Mr Shorten said it was time for that to change.

“Labor now wants victims to have a seat at the table when the royal commission considers what reforms are required to clean up this sector,” Mr Shorten said.

From this week, Labor will hold meetings in towns and cities not visited by the banking royal commission to try to flush out victims of misconduct who have not been given the chance to tell their stories.

They will start in Adelaide on Wednesday and be followed by Geelong on Friday.

Mr Shorten said he and Labor’s financial services spokeswoman, Clare O’Neil, would lead the meetings.

“Misconduct in the financial services sector is a national issue – and Australians across the country deserve their chance to be heard,” Mr Shorten said.

Labor has been calling for the financial services royal commission to be extended to allow more victims to have their say.

So far, just 27 people have testified to the inquiry, despite 9300 having made written submissions.

Moreover, hearings have been held only in Melbourne, Brisbane and Darwin, meaning “regional and rural customers have not had a sufficient chance to have their say”, Mr Shorten said.

The government says the commission’s term will be extended if Justice Kenneth Hayne requests it. He has said, however, he wants it completed promptly.

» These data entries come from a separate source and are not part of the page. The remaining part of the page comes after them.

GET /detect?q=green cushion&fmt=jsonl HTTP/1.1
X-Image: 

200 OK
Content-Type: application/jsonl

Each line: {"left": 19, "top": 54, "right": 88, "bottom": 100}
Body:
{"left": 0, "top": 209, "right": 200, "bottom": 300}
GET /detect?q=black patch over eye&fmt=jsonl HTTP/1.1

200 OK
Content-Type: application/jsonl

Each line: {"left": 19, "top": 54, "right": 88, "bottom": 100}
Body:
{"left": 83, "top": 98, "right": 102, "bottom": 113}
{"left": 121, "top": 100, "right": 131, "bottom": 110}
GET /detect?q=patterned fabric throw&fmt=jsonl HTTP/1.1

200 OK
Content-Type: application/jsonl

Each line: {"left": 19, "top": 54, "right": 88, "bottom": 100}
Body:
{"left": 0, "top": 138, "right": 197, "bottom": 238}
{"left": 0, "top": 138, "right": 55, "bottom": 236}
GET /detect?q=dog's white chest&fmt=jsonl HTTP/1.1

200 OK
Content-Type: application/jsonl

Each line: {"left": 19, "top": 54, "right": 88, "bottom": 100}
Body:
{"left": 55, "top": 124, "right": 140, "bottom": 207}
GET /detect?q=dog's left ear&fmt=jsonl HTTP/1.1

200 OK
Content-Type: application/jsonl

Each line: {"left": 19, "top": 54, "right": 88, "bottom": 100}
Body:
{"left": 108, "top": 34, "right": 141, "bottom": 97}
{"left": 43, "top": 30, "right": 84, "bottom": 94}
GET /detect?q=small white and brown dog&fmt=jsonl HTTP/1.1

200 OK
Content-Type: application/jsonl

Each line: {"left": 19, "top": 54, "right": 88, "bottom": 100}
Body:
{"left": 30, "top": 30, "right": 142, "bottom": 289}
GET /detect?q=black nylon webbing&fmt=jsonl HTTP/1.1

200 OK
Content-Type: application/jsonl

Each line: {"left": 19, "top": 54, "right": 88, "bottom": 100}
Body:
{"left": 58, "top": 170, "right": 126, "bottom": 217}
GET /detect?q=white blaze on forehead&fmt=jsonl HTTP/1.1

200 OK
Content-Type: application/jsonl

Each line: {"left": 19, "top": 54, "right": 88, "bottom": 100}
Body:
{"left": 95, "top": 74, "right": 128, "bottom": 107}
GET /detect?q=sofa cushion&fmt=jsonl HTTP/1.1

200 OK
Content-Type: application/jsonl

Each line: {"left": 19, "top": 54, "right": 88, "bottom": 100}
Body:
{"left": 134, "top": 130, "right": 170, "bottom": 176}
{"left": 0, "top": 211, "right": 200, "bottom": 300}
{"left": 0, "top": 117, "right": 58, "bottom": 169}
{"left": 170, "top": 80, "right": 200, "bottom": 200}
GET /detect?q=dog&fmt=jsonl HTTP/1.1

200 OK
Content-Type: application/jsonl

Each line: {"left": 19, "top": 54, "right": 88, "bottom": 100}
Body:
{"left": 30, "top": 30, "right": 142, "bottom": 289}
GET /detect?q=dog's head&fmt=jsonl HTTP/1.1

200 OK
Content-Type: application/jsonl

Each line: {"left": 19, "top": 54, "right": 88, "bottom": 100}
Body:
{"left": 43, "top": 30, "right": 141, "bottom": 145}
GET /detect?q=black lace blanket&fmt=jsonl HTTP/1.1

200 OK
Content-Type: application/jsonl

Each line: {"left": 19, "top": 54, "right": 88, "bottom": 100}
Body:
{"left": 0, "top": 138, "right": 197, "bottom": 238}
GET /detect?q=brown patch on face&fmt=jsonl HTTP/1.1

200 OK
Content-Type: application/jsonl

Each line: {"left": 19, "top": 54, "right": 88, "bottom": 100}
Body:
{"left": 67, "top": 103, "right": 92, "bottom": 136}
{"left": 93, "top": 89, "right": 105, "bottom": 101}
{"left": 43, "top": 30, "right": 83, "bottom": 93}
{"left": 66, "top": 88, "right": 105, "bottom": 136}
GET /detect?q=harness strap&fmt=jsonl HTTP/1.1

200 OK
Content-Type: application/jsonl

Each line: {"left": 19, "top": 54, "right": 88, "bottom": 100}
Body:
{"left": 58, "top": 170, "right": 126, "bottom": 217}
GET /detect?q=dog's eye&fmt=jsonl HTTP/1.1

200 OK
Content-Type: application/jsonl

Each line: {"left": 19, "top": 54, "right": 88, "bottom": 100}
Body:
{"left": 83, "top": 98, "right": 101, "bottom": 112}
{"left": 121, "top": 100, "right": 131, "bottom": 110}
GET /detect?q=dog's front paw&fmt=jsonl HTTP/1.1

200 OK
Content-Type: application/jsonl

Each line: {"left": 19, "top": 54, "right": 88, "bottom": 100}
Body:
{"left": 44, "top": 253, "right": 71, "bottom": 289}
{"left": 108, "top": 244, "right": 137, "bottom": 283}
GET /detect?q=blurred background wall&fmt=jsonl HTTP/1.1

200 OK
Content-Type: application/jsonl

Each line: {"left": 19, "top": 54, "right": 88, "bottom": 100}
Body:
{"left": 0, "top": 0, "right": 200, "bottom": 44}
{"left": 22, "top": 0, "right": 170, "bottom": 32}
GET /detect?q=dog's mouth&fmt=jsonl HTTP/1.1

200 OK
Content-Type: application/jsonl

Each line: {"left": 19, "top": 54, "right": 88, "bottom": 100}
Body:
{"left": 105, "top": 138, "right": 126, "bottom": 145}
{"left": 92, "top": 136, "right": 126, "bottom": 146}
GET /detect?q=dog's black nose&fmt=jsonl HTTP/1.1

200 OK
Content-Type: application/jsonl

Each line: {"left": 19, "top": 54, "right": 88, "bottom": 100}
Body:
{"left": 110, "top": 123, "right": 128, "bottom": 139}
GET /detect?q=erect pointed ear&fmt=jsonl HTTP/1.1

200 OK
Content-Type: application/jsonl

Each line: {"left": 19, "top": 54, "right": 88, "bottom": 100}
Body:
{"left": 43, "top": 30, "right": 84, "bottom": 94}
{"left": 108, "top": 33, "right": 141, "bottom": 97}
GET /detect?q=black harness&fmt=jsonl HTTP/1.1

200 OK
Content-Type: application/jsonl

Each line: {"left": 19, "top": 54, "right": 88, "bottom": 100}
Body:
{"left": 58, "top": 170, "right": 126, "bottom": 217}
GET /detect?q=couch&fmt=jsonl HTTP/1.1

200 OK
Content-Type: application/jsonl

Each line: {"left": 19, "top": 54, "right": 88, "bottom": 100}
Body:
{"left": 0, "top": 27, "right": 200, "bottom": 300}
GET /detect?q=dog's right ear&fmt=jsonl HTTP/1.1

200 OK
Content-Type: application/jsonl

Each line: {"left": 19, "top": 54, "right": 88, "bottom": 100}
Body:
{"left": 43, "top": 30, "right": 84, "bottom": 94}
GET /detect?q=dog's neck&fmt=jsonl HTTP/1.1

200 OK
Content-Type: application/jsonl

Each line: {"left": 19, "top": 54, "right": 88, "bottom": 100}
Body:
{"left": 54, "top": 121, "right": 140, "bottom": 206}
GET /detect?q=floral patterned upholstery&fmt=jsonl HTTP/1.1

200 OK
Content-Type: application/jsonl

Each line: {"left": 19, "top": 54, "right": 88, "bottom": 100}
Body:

On Tuesday, Nationals senator John Williams added his voice to calls for the inquiry to be extended.

Senator Williams – who played a critical role inside the Coalition in establishing the inquiry – said the more witnesses Justice Hayne heard from, the more he would reveal.

“This royal commission is a one-off, we probably won’t see another one in our lifetime again,” he told ABC radio.

“Let’s get it right, let’s do it right.”

Extending the inquiry would push it well into the next federal election cycle and allow whichever party wins government to deliver on its recommendations.

Throughout the royal commission, Justice Hayne has highlighted an insidious culture of greed over decency permeating the big banks.

In a scathing three-volume interim report released on September 28, he also criticised timid regulators for being far too soft on bad behaviour.

Justice Hayne will hold one further round of public hearings in November to look at the policy questions that will be dealt with in his final report. His final report is due by February 1.

The next federal election is due by May.